While scientists never reached any conclusions that should have elevated coconut to its extreme superfood status, what they found wasn’t all bad — and it surely wasn’t poison.

Coconut oil is is packed with phytochemicals that have beneficial antioxidant, anti-inflammatory properties. In other terms, coconut petroleum intake could help prevent disease. Another study found that coconut petroleum raises the body’s levels of beneficial HDL cholesterol, or “good” cholesterol.

These findings are helpful, but a lot of the information floating around about coconut petroleum and its fat-burning properties is a bit skewed.

For example, a 2008 study out of Columbia University found that regularly devouring 100 percentage medium-chain fatty acids causes the body to burn fat and leads to weight loss.
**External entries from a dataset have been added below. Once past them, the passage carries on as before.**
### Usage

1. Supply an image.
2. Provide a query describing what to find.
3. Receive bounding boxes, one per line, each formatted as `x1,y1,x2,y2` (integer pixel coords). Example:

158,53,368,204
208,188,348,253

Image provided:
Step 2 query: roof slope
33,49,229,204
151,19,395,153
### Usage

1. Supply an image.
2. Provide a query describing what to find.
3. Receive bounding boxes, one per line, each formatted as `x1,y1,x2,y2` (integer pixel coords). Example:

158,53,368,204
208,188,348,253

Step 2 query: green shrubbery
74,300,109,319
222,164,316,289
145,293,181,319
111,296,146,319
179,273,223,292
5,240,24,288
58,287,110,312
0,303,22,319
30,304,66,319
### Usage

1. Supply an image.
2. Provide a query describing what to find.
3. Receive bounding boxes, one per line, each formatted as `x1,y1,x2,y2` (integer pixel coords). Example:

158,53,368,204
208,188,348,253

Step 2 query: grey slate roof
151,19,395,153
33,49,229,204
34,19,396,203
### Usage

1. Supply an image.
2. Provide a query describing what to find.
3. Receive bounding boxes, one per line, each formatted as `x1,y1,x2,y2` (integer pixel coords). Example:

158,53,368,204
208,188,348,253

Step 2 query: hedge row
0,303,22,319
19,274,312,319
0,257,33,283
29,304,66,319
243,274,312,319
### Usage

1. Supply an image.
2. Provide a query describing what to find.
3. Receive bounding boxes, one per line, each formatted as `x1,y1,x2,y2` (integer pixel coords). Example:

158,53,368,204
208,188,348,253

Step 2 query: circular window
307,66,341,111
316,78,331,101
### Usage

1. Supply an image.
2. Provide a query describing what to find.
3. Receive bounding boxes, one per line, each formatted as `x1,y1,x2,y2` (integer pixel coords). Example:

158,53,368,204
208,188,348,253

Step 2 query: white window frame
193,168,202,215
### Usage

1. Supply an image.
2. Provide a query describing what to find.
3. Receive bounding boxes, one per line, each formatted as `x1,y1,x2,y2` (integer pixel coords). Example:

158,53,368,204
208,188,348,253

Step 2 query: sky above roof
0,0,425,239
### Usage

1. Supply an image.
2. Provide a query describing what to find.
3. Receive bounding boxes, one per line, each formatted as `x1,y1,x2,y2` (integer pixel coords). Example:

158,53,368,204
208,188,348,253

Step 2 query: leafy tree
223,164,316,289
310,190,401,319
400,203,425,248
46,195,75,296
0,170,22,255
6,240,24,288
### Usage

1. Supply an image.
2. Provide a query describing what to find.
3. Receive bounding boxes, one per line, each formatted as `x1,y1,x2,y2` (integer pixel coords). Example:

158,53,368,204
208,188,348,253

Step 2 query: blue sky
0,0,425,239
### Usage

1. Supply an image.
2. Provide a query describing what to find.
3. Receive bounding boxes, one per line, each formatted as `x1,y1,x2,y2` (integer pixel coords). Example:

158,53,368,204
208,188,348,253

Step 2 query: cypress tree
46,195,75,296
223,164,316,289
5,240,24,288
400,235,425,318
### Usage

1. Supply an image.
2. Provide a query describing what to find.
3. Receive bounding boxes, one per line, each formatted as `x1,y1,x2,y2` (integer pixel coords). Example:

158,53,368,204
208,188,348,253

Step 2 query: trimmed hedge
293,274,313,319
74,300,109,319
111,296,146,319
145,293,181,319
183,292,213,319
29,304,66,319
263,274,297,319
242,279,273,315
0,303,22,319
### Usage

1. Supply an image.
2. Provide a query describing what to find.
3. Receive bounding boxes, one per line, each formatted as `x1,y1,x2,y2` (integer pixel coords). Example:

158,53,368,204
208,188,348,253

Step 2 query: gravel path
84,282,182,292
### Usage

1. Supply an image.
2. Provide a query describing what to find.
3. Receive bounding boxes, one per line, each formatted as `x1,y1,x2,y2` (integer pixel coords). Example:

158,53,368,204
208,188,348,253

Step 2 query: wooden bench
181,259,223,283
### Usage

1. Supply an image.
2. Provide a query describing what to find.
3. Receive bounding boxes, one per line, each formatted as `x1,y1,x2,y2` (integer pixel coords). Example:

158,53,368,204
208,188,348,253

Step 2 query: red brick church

This became one of the most commonly cited coconut petroleum surveys, but here’s the thing: Coconut oil only contains 14 percent medium chain fatty acids. In other terms, coconut oil is not necessarily a magical fat-burning oil. Study co-author Marie-Pierre St-Onge went on to say, “I think the data that we’ve proven with medium chain fatty acids have been extrapolated very liberally . … I’ve never done one study on coconut oil.”

How Much Coconut Oil Should You Actually Eat?

In 2017, the American Heart Association investigated years of research and data on the link between saturated fat and heart disease and issued a report stating that there was an alarmingly strong link between the two.

Coconut oil is 82 percentage saturated fat, and this term of cautioning caused people all over the country to swear off their coconut oil smoothies and stir-fries. And while there’s no question that downing spoonfuls of coconut oil on a daily basis is a bad notion, if you like the savor, there’s no reason to ditch it wholly.

But it’s likely best to stick to one tablespoon a day, and pay attention to what kind of coconut oil you’re consuming. One study found that virgin coconut oil doesn’t seem to have the same harmful effects as highly processed oils, so is more and more of a label detective the next time you go grocery shopping and stick with virgin.

At The Objective Of The Day, It’s All About Balance

Max Lugavere, author of the book Genius Foods, posted a Facebook video on Tuesday to help combat the hysteria surrounding Michels’ comments. He also told HuffPost that calling coconut petroleum poison is “hyperbolic, click-baity and not supported by better now evidence.”

“The most recent meta-analysis of fat consumption, cardiovascular disease and early mortality has not defined any clear association between saturated fat consumption and hazard for heart disease or early death, ” he said. “On the other hand, coconut oil is also not the miracle food most health gurus will make it out to be. Although, it does contain medium chain triglycerides, which can be beneficial in certain context. But in the interests of healthy oil that is most supported from an evidence standpoint, that trophy must go to extra-virgin olive oil, which is the hallmark of the Mediterranean dietary pattern, adherence to which is associated with a risk reduction for a broad array of conditions.”

So no, coconut petroleum isn’t poison. In fact, it probably has some solid health benefits. It merely becomes dangerous when you ingest too much of it, so as long as you moderate your consumption, feel free to maintain drinking those mouth-watering pineapple-coconut oil smoothies that savour suspiciously like a pina colada.